Along with declining global auto production, trade tensions are also putting pressure on the supply chain and are unlikely to subside in the near term. China is the world’s largest auto market and is critical to the long-term sustainability of the industry’s global supply chain. These tariffs are becoming a significant disruption in the supply chain, resulting in major operational challenges, increased manufacturing costs and a slowing in the production of product. Companies are going to have to evaluate where and how they produce their products and how they distribute them. Suppliers will have to better align themselves with the geographies of the customers they serve.
Key takeaway: Auto suppliers are already considering alternatives to diversifying and realigning their supply chain in an effort to mitigate China’s impact, including restructuring production facilities to realign with their customers. This realignment can require a significant investment, but the alternative means being vulnerable to tariffs and other shocks to the supply chain.
USMCA, the reality
One major part of this new trade landscape is the recently approved trade pact known as the United States Mexico Canada Agreement. Touted as a way to bring auto industry jobs back to the United States, the USMCA will ultimately impose higher costs on American suppliers. Manufacturers will be left with a difficult choice: absorb the higher costs as lost margin, renegotiate parts supply deals as a way of lowering those costs, pass the costs on to consumers, or change their product mix to make offerings less expensive.
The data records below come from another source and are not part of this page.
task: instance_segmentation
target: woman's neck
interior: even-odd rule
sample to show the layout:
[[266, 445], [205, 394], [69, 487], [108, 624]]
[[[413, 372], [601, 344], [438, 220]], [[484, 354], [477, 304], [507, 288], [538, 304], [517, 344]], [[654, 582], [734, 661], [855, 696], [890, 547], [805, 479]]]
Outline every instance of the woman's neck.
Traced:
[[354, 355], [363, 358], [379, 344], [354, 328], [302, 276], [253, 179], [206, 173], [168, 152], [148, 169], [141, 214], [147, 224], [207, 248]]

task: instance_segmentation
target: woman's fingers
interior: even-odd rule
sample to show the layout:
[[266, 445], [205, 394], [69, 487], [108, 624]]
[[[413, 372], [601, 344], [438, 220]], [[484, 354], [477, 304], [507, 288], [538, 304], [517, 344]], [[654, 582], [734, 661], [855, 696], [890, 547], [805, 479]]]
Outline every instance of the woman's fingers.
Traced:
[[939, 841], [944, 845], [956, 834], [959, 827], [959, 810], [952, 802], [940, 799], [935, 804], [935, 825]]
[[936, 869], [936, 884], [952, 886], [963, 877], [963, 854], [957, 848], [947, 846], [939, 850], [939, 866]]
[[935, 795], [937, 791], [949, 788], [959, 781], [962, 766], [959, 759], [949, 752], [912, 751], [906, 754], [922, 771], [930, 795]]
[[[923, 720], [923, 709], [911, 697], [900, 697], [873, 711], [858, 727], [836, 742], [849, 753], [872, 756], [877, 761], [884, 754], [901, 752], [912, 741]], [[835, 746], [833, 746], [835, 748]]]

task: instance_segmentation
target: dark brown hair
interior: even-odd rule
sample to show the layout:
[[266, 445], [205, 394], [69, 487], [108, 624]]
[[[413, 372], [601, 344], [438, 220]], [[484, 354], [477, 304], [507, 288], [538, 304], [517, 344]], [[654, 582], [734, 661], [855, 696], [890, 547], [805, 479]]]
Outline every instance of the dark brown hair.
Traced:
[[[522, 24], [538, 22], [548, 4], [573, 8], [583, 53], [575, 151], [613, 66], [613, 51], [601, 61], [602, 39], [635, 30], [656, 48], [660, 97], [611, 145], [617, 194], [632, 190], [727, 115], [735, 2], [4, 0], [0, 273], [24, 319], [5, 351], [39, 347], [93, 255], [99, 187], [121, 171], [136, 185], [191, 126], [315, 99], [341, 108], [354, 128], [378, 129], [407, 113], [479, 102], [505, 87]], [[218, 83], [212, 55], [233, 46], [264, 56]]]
This choice is being driven by three major provisions of the USMCA:
- Content rules. NAFTA, the trade pact that preceded the USMCA, originally required automakers to use 62.5% of North American-made parts in their cars to be imported duty free; the new agreement gradually raises the bar to 75% by 2023, which will incentivize automakers to increase the amount of North American parts they use in their cars and light trucks.
- Labor. The USMCA requires automakers to manufacture 40% of their vehicles in facilities where assembly workers are earning a minimum of $16 an hour. While average wages for assembly workers in Canada and the United States are even higher than that, they are not in Mexico, where a number of U.S. automakers have shifted production in recent years to take advantage of the lower labor costs.
- Collective bargaining. Mexican government authorities are now required to allow workers to form collective bargaining units. This could lead to a more union-friendly regulatory environment.
Key takeaway: With costs of production rising in the United States, the new trade deal will only hasten the shift of sedan production to Mexico, at a time when those vehicles are already out of favor with consumers. Suppliers that serve this market segment will have to change their strategy to focus on light trucks and SUVs, as well as the growing battery electric vehicle (BEV) market segment.
Today’s soft production environment will eventually recover to a trajectory of growth. And when it does, those suppliers that have realigned their production and product mix to accommodate a changed landscape in trade and shifting consumer tastes will be in position to reap the rewards.